## Importing the libraries

In [3]:
import os
import io
import IPython.display
from PIL import Image
import base64 
import requests 
requests.adapters.DEFAULT_TIMEOUT = 60
import gradio as gr

  from .autonotebook import tqdm as notebook_tqdm


## Setting the path to institute's centralized database containing the models

In [2]:
# Specifying the cache directory - loading the downloaded models
# This directory can have all the Large Language Models.

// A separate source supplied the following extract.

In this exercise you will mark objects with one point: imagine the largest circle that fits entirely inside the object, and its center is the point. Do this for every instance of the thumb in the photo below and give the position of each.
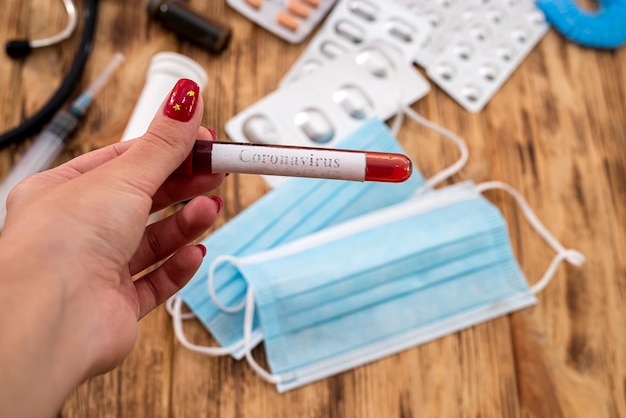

The size of the directory could get into terabytes
# Currently, we are at 2.7 TiB 
# Setting this variable, sets the huggingface hub path - reads and writes defaults to this path
os.environ['HUGGINGFACE_HUB_CACHE'] = os.environ['LLM_CACHE_PATH']

## Loading the LLM from the path specified above

In [None]:
import torch
from transformers import AutoConfig, AutoTokenizer, AutoModelForCausalLM, pipeline, AutoModelForSeq2SeqLM

model_id = "tiiuae/falcon-40b-instruct"

config = AutoConfig.from_pretrained(model_id, trust_remote_code=True)
tokenizer = AutoTokenizer.from_pretrained(model_id)

model = AutoModelForCausalLM.from_pretrained(model_id,
                                             trust_remote_code=True,
                                             torch_dtype=torch.bfloat16,
                                             load_in_8bit=True,
                                             device_map="auto")

In [4]:
from transformers import StoppingCriteria, StoppingCriteriaList
class CustomStoppingCriteria(StoppingCriteria):
    def __init__(self, stops = []):
        self.stops = stops
        self.ENCOUNTERS = 2
    
    def __call__(self, input_ids: torch.LongTensor, score: torch.FloatTensor, **kwargs) -> bool:
        for stop in self.stops:
            if stop == tokenizer.decode(input_ids[0][-1]).strip():
                return True
        return False

stopping_criteria = StoppingCriteriaList([CustomStoppingCriteria(["\nUser:", "User:", "Falcon:", "User"])])

## Integrating memory for the LLM

In [5]:
from langchain import HuggingFacePipeline
from langchain.chains import ConversationChain
from langchain.chains.conversation.memory import ConversationSummaryBufferMemory

pipe = pipeline(
    "text-generation", model=model, tokenizer=tokenizer, device_map="auto", max_new_tokens=512, 
    pad_token_id=tokenizer.eos_token_id, stopping_criteria=stopping_criteria
)
summary_llm = HuggingFacePipeline(pipeline=pipe)

# 110 (prompt of memory buffer) + 512 (summary words) + 1046 (max length of new generations) < 2046
memory = ConversationSummaryBufferMemory(llm=summary_llm, max_token_limit=200)
memory.save_context({"input": "Hello"}, {"output": "What's up"})

conversation_prompt_template='''Below is an instruction that describes a task, paired with current conversation to provide history of conversation and \
an input that provides further context. \
Write a response that appropriately completes the request.

### Instruction:
You are an AI named Falcon. Answer the questions asked to you in a talkative manner.

### Current conversation:
{history}

### Input:
{input}

### Response:'''


In [6]:
print(memory.prompt.template)

Progressively summarize the lines of conversation provided, adding onto the previous summary returning a new summary.

EXAMPLE
Current summary:
The human asks what the AI thinks of artificial intelligence. The AI thinks artificial intelligence is a force for good.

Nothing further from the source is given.